Making sense of GLP-1 agonists
GLP-1 receptor agonists (GLP-1RAs) such as semaglutide were developed for treatment of type II diabetes but have also been successful as weight-loss agents for non-diabetics. Many new agents are now in the pipeline. In this series of short videos, Hannah Beba, Consultant Pharmacist in Diabetes, Leeds Health and Care Partnership describes the impact of GLP-1RAs old and new in diabetes and talks about her role as a consultant pharmacist in diabetes.
How GLP-1 agonists help in type 2 diabetes
GLP-1RAs mimic the action of the naturally-occurring incretin GLP-1 to increase insulin secretion, reduce glucagon secretion, maintain or increase the numbers of pancreatic beta cells and delay gastric emptying. Tirzepatide is a dual-incretin acting on both the glucose-dependent insulinotropic polypeptide (GIP) and the glucagon-like peptide 1 (GLP-1) receptors. Tirzepatide treatment leads to significant weight loss and normoglycaemia for many patients with type II diabetes. Retatrutide is a tri-incretin – an agonist of the GIP, GLP-1 and glucagon receptors – that is currently being evaluated patients with type II diabetes.
Should GLP-1 agonists should be used earlier in type 2 diabetes?

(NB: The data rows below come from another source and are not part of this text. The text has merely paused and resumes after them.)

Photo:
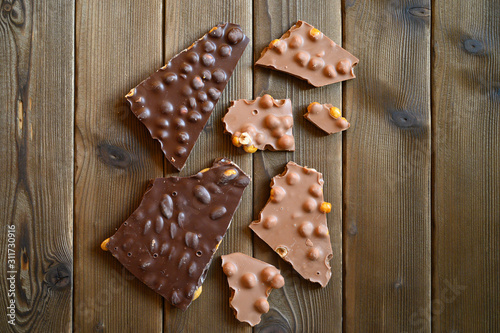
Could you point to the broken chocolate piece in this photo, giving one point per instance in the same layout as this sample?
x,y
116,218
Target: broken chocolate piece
x,y
170,239
293,222
264,123
327,117
175,102
305,52
251,282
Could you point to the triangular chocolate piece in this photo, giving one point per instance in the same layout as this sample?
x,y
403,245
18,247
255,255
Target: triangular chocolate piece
x,y
264,123
305,52
251,282
327,117
169,241
175,102
293,222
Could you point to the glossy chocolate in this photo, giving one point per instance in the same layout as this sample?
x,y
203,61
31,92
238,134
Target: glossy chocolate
x,y
305,52
175,102
293,222
169,241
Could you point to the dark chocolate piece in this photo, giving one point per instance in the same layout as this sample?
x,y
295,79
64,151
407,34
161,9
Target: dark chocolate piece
x,y
264,123
169,241
251,281
293,222
305,52
327,117
175,102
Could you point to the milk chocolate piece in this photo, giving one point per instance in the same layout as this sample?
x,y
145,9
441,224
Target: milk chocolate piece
x,y
305,52
251,282
327,117
293,222
175,102
169,241
264,123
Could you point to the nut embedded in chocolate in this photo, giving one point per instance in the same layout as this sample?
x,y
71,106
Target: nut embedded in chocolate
x,y
180,96
251,281
170,239
326,117
293,222
264,123
303,51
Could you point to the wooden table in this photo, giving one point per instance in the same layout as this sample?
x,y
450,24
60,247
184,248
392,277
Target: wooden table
x,y
414,183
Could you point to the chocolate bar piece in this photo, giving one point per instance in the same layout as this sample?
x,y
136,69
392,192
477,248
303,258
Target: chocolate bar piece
x,y
327,117
305,52
251,282
293,222
169,241
264,123
175,102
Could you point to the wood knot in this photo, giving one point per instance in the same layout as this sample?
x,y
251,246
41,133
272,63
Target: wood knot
x,y
473,46
419,11
58,277
114,156
7,7
273,322
403,118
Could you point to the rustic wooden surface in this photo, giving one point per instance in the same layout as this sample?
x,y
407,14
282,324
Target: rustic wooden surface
x,y
414,183
36,158
466,145
115,158
387,217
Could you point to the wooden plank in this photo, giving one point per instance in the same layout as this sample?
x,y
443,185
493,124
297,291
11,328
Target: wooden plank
x,y
466,116
300,306
36,173
387,225
185,22
119,43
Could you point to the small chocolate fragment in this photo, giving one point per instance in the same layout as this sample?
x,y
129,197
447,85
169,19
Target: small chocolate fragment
x,y
293,222
327,117
175,102
306,53
170,239
264,123
251,281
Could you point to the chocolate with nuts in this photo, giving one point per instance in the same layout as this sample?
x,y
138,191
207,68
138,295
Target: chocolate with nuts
x,y
264,123
305,52
293,222
251,282
170,239
175,102
327,117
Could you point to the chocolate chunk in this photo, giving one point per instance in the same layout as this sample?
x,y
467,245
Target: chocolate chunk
x,y
264,123
251,281
305,52
166,101
327,117
293,222
170,239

In future, GLP-1RAs could be used early in treatment for type II diabetes and this could have an important impact on slowing the onset of cardiovascular complications. “They’ve got good outcome data – so there’s data around not just the weight loss and the HbA1c-lowering but specifically around protection for cardiovascular events”, says Ms Beba. Sodium-glucose cotransporter-2 (SGLT2) inhibitors are also associated with good cardiovascular outcomes but GLP-1RAs offer additional benefits in terms of stroke prevention.
An oral, non-peptide GLP-1RA would be useful for management of type II diabetes in needle-phobic patients. Orforglipron might fulfil this requirement in future, but it is still in the early stages of development at present.
Lifestyle interventions remain the first step in the management of type II diabetes but GLP-1RAs could be used at an early stage in high-risk patients to preserve organ function. “Time is heart, it’s kidney, it’s eyes. It’s all of these things and you know when you’re not doing something damage is happening”, says Ms Beba.
What does a consultant pharmacist in diabetes do?
The work of a consultant pharmacist in diabetes spans clinical duties and leadership tasks including education and mentoring. There are at present only three consultant pharmacists in diabetes in the UK but the development of more highly-specialised positions in diabetes could be the stepping stone to more of these, Ms Beba suggests.
It is still unusual for a patient to see a consultant pharmacist in diabetes so dealing with the situation calls for some sensitivity. “I’m really transparent about the fact that I’m a pharmacist I think it’s very important”, says Ms Beba.
The development of more highly-specialised posts in diabetes would be a good way to move forward. Some pharmacists would choose to remain at that level and others would progress to become consultants. “It’s the right time to invest in a pathway for clinical leadership for pharmacists”, concludes Ms Beba.
About Hannah Beba
Hannah Beba is a consultant pharmacist in diabetes at Leeds Health and Care Partnership. Her clinical work involves care of patients with complex type II diabetes in community services, GP practices and primary care networks. She also has senior leadership roles; she chairs the Cardio-renal Metabolic Expert Working Group and the Diabetes Steering Group, both of which feed into the Long-term Conditions Board.